Paul Agapow, Researcher in Translational Biology, Data Science Institute, Imperial College London

Beginning his career as a biochemist, Dr Paul Agapow has worked in Australia, South Africa and the UK on the application of informatic approaches to tough problems in biomedicine. Lately, he is based at Imperial College London, focusing on the possibilities for big data in biomedicine, using computationally intensive approaches including deep learning and graph databases.

Paul will be speaking at Festival of Genomics London on day one on Stage 4. He will be the chairperson for the talk entitled ‘Integrating Rich Biomedical Data Sets in the Era of Machine Learning & Advanced Analytics’.

This is what a typical day looks like for him in his own words. 

Medical science is young. Germ theory and the very idea of infection hales from the mid- to late 19th century. Blood groups and antibiotics were discovered in the early 20th century, the working of the immune system started to be unpicked in the 1940s and 1950s. Genetic sequencing emerged in the 1970s, while the first genomic association studies (linking genetic variation to a visible trait or behaviour) took place only in the early 21st century. Which is to say: medicine is a boon but we still have a lot to learn about disease and how to best diagnose and treat it.

Answering these questions can be difficult and the problems are often ones of big data and statistics. Many traditional treatments and ideas that were “obviously” true have been proven wrong under systematic investigation. The causes of disease can be obscured by the differences between patients – on the genetic level, in their life history, in their environment – or just by sheer random chance. Blatant smoking guns are rare in biomedicine, so we need to assemble evidence by looking at combining many types of evidence across many, many patients, with rigorous use of mathematics and statistics. Biomedical science is now data science. This is where I come in.


I try to sneak into work before the peak-hour rush, partly to avoid the crowds, partly so I can get in a few hours of focus before the turmoil of the day settles in. Today, I’m using those hours to play with some maths, exploring algorithms for clustering. The aim is to find out what’s the best way of grouping together patients for further medical investigation or treatment.

When asked what I do for work, I sometimes answer “Attend teleconferences and answer email.” If I must be serious, I’ll say “Data- and computation-intensive biomedical research.” When asked what for, I reply “Precision medicine.” This is why I don’t get invited to many parties.
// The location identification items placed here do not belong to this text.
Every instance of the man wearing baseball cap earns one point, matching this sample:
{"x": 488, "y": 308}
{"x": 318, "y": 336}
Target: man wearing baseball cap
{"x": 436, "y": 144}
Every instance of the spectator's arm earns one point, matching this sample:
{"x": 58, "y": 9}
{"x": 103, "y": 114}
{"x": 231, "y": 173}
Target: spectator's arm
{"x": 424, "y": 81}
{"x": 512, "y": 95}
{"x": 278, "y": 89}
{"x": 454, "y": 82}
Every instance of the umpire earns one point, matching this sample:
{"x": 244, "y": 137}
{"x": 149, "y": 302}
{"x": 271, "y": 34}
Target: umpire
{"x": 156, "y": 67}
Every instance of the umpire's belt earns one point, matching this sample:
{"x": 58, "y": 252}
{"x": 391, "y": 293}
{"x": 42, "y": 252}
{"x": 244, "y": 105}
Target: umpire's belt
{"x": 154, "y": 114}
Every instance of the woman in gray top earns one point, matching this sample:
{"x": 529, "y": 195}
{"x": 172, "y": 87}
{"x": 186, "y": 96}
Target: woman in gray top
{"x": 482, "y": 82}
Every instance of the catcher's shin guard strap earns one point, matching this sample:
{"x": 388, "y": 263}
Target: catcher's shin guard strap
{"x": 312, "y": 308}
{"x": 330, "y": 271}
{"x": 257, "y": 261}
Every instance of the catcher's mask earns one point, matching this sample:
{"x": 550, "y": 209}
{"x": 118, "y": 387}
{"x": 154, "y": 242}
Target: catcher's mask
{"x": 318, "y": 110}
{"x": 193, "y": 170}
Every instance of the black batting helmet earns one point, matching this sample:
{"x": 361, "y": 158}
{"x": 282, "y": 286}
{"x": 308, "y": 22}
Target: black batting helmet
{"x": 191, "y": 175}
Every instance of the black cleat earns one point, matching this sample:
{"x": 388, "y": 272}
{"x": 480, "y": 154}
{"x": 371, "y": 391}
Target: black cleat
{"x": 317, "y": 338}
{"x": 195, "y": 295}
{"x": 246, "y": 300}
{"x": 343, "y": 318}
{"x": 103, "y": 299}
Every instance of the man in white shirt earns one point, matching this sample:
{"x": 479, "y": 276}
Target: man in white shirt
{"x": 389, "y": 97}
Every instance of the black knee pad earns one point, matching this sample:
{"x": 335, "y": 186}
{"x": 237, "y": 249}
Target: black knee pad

A group of patients with the same set of symptoms, might have entirely different diseases or the same disease but in different stage. Conversely, the same disease might manifest differently in different people. Precision medicine is about better recognition and definition of diseases, moving from ambiguous clinical presentations to what is happening on a molecular level. The aim is to deliver “the right treatment to the right patient at the right time”. For example, asthma appears to consist of 3 or more (sub-)diseases with: typical childhood asthma, more severe adult-onset asthma, asthma triggered by smoking or the environment. Each of these sub-diseases look and behave very differently on the molecular level. If we use genetic and other molecular data to better diagnose apparently similar patients, they can be treated with specific, targeted treatments rather than best-guess, one-fits-all regimes.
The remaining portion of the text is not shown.